How to exercise your rights

You may exercise your California privacy rights as follows:

Right to information, access, correction and deletion

You may exercise the information, access and deletion rights by submitting a verifiable request to us by:

Verification of identity; authorized agents

We may need to verify your identity in order to process your information/know, access, appeal, correction, or deletion requests and reserve the right to confirm your residency. To verify your identity, we may require government identification, a declaration under penalty of perjury, or other information, where permitted by law.

Under the CCPA, you many enable an authorized agent to make a request on your behalf upon.  However, we may need to verify your authorized agent’s identity and authority to act on your behalf.  We may require a copy of a valid power of attorney given to your authorized agent pursuant to applicable law. If you have not provided your agent with such a power of attorney, we may ask you to take additional steps permitted by law to verify that your request is authorized, such as by providing your agent with written and signed permission to exercise your State Privacy Laws rights on your behalf, the information we request to verify your identity, or confirmation that you have given the authorized agent permission to submit the request.

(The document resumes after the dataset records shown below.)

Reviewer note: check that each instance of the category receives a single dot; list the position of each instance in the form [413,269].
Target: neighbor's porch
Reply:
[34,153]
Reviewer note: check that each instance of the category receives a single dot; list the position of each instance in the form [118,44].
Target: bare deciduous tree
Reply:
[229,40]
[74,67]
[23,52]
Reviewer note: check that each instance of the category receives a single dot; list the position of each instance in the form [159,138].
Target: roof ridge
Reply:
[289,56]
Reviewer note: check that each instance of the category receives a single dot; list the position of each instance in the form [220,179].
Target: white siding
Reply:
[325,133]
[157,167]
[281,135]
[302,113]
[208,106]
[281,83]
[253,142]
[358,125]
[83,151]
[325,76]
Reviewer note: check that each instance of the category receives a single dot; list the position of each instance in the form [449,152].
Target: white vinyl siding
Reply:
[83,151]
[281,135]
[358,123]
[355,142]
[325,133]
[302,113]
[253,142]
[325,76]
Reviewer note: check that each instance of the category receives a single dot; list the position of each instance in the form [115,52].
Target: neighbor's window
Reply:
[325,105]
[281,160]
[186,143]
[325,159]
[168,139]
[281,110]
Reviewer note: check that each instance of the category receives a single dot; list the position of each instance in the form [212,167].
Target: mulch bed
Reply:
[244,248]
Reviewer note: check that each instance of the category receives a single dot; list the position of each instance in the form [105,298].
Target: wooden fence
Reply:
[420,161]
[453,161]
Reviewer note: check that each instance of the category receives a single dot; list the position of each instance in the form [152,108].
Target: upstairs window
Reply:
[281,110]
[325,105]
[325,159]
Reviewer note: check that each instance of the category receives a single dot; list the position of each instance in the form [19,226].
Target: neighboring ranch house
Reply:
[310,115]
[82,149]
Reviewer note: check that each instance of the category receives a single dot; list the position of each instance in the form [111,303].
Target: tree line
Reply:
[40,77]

Personal information we collect, use and disclose

The following describes our practices currently and during the past 12 months:

  • Sources and purposes. We collect all categories of Personal Information from the sources and use them for the business/commercial purposes described above in the Privacy Policy.
  • Sharing and sales of Personal Information. We do not “sell” or “share” Personal Information as those terms are defined in the CCPA and have no actual knowledge that we have collected, sold or shared the Personal Information of California residents under 16 years of age.
  • Sensitive Personal Information. We do not use or disclose sensitive Personal Information for purposes that California residents have a right to limit under the CCPA.
  • We do not to attempt to reidentify deidentified information derived from Personal Information, except for the purpose of testing whether our deidentification processes comply with applicable law.
  • Profiling/automated decision making. We do not use Personal Information to engage in profiling or to perform automated decision-making as those terms are currently defined in under the CCPA.
  • Retention. The criteria for deciding how long to retain Personal Information is generally based on whether such period is sufficient to fulfill the purposes for which we collected it as described in this notice, including complying with our legal obligations.

The BXP Privacy Policy 2025 Chart summarizes how we collect, use and disclose Personal Information by reference to the categories specified in the CCPA, and describes our practices during the 12 months preceding the effective date of this Privacy Policy.  Information you voluntarily provide to us, such as in free-form webforms, may contain other categories of personal information not described in the chart.